9. Créer un groupe international de contact sur la Guinée, composé de représentants de l'UA, de la CEDEAO et du Secrétariat général des Nations unies, qui sera chargé :
(a) du suivi de la mise en œuvre de l’accord du 27 janvier et des accords politiques ultérieurs ainsi que d'informer le Conseil de paix et de sécurité de l’UA et le Conseil de sécurité des Nations unies de l'évolution de la situation dans le pays ; et
(b) de la coordination de l’appui international à un éventuel groupe de travail guinéen sur la réforme du secteur de la sécurité.
10. Insister sur la participation d'experts internationaux mandatés par la CEDEAO et le Haut Commissariat des Nations unies pour les droits de l'Homme aux travaux de la commission d'enquête sur les violences commises depuis le début de la grève générale le 10 janvier 2007.
Au président du Conseil de sécurité des Nations unies :
11. Inscrire en urgence l'examen de la situation en Guinée à l'ordre du jour du Conseil en vue de produire une déclaration soutenant la médiation du président Kufuor.

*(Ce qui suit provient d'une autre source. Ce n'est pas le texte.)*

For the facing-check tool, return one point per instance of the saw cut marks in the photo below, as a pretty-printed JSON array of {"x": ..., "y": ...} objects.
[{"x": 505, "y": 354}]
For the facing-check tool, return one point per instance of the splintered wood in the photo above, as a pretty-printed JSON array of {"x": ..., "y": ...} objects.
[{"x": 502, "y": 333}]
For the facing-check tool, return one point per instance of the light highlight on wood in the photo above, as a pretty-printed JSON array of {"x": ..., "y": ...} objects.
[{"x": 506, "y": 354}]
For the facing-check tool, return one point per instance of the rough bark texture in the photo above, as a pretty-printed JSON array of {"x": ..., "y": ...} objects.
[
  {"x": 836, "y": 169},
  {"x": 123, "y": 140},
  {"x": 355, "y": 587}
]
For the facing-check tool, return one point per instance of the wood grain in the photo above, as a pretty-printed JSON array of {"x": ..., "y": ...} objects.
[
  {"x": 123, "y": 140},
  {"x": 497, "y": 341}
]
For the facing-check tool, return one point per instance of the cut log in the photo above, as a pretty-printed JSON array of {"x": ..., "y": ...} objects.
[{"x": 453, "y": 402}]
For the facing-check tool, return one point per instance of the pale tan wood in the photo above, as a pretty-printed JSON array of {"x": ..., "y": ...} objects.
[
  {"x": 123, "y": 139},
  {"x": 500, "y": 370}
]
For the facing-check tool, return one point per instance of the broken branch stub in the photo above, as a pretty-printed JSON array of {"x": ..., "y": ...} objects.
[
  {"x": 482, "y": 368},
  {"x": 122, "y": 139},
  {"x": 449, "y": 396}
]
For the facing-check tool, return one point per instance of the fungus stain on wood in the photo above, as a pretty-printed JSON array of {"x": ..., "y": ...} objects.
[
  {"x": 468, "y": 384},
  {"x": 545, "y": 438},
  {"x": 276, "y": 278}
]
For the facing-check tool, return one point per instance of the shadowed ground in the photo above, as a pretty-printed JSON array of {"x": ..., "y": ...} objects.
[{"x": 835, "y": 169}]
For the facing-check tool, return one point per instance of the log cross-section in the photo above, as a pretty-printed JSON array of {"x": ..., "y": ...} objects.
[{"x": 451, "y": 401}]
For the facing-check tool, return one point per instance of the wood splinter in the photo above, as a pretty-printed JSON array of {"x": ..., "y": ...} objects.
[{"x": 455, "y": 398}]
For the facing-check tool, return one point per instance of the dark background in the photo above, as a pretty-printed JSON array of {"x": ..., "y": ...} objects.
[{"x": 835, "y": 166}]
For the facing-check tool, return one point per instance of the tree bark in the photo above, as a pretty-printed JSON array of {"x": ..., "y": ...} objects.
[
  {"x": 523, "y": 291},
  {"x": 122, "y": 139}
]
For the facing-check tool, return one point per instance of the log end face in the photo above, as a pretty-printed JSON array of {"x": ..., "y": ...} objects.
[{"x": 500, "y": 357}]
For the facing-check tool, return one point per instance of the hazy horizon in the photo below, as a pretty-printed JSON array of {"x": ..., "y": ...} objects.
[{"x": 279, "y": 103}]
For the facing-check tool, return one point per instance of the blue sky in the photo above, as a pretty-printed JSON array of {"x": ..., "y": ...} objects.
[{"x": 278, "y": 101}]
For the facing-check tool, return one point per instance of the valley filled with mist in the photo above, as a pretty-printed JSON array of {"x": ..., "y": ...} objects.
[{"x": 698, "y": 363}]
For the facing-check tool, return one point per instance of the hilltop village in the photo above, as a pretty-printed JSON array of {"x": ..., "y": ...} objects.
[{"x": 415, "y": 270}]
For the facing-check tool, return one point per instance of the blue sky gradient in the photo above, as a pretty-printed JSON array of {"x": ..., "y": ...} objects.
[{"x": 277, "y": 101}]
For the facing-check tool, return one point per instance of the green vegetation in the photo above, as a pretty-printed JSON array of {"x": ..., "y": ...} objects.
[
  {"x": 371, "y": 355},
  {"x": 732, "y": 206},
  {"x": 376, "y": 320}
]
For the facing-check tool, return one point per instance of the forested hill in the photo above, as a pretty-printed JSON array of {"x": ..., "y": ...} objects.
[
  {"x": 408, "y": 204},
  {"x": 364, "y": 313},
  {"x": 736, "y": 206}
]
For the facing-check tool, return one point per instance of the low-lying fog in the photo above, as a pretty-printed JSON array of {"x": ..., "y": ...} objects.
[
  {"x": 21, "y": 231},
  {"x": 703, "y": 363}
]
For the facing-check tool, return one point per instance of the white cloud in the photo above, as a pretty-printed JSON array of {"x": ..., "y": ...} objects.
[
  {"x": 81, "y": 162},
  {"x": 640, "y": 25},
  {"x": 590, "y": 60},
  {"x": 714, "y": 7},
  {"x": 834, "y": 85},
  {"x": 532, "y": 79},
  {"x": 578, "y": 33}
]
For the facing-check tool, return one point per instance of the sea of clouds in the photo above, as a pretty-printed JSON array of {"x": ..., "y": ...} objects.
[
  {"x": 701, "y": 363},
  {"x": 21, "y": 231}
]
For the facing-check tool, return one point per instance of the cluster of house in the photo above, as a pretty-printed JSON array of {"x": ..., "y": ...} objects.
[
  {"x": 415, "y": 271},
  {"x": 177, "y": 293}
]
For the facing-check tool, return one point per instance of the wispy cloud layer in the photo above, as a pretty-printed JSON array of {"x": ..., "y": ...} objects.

À l'Union européenne et aux bailleurs de fonds bilatéraux et multilatéraux :
12. Prendre l'initiative d'organiser une table ronde des donateurs, réunissant autour d'un nouveau gouvernement guinéen, tous les partenaires extérieurs intéressés, notamment la France, le Royaume-Uni, l’Allemagne, les États-Unis, le Japon, la Banque africaine de développement, la Banque mondiale, le Fonds monétaire international, le Programme des Nations unies pour le développement afin de définir les modalités d'une assistance financière et technique d'urgence dans les domaines de la gouvernance économique et de la réforme des institutions.
À la France et aux États-Unis :
13. Utiliser les canaux privilégiés de communication qu'ils entretiennent avec les forces de sécurité guinéennes grâce à leur coopération militaire respective pour faire passer aux officiers guinéens un message ferme réaffirmant :
(a) le rejet de tout coup de force au prétexte d’instaurer une transition politique monopolisée par l'armée ;
(b) la responsabilité individuelle pour les violences commises sur les civils depuis le début de la grève générale en janvier ; et
(c) la nécessité d’adhérer à un programme de réforme du secteur de la sécurité avec une assistance extérieure.